Mississippi State baseball squanders SEC West championship with loss to South Carolina

Tyler Horka
Mississippi Clarion Ledger

STARKVILLE – A university-wide power outage left Dudy Noble Field without electricity before No. 5 Mississippi State and South Carolina's series finale on Saturday. 

The problem was resolved shortly after MSU senior Peyton Plumlee hurled his first pitch past the plate, but the Bulldogs' bats remained without electricity for nearly the duration of the game. The Gamecocks had plenty of energy in theirs essentially from start to finish. 

South Carolina returned the favor from Mississippi State's first two wins of the series by beating the Bulldogs, 10-8. State would have won the SEC West regular season title with a win. Instead, the Dogs suffered one of the most crushing conference losses of the season in their final game before the SEC Tournament in Hoover. 

Arkansas' series loss to Texas A&M left an opportunity for Mississippi State (45-11, 20-10 SEC) to win the SEC West for the first time since 2016 when the Bulldogs won the conference's crown outright across both divisions. Mississippi State simply didn't do enough to go out and take it. 

"It was kind of a pressurized game because we knew going into it we had a chance to win the West, and that was our goal all season," senior third baseman Marshall Gilbert said. 

Mississippi State senior pitcher Jared Liebelt allowed four runs in 1.2 innings Sunday against South Carolina, none of which were earned on his ledger.

Perhaps it was a bad omen when South Carolina sophomore Andrew Eyster sent a solo home run flying over all the lounges in left field in the first inning. The ball literally left the park. Red-shirt sophomore Luke Berryhill followed suit in the seventh against MSU senior reliever Jared Liebelt. Berryhill's three-run homer, which gave the Gamecocks a 7-1 lead, might've went even further than Eyster's.

Eyster hit another, though, in the eighth off MSU senior Cole Gordon. It was a similar shot to MSU sophomore's Josh Hatcher from Friday night. The ball banged off the batter's eye in center field to give South Carolina a 10-3 advantage. 

"We weren't great today," MSU head coach Chris Lemonis said. "We've played great baseball lately, and we were just OK today." 

MSU sophomore third-baseman Justin Foscue hit his team-leading 14th home run of the season down the left field line in the fourth, but it barely had enough juice to clear the fence just inside the foul pole. The metrics of his homer compared to those of the South Carolina batters represents an apt comparison for how Saturday's game went. 

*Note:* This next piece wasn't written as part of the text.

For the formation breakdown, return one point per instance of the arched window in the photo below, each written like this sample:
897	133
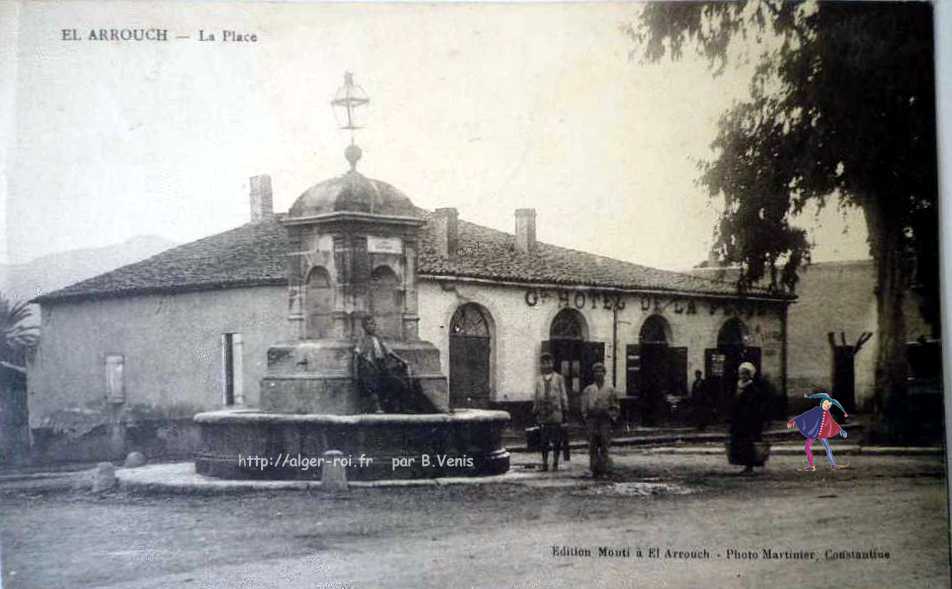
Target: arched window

The Gamecocks had pop at the plate. The Bulldogs didn't until it was too late. 

Senior center fielder Jake Mangum and sophomore first baseman Tanner Allen each had RBI hits in the seventh. Gilbert, sophomore Jordan Westburg and Allen all had run-producing hits in a four-run eighth inning for Mississippi State. But even then, the Bulldogs trailed by three, 10-7, entering the ninth inning. 

Juniors Keegan James and Trysten Barlow combined to pitch a scoreless top half of the frame. The Bulldogs worked a run across the plate in the bottom half, but they couldn't manufacture the three necessary to send the game to extra innings.

Still, Lemonis saw enough fight out of his players to have optimism moving forward to the SEC Tournament. Trailing by seven on two separate occasions, State moved the tying run to the batter's box both times. Had Foscue or Gilbert not gotten out in the eighth and ninth, respectively, then this story might've read a lot differently.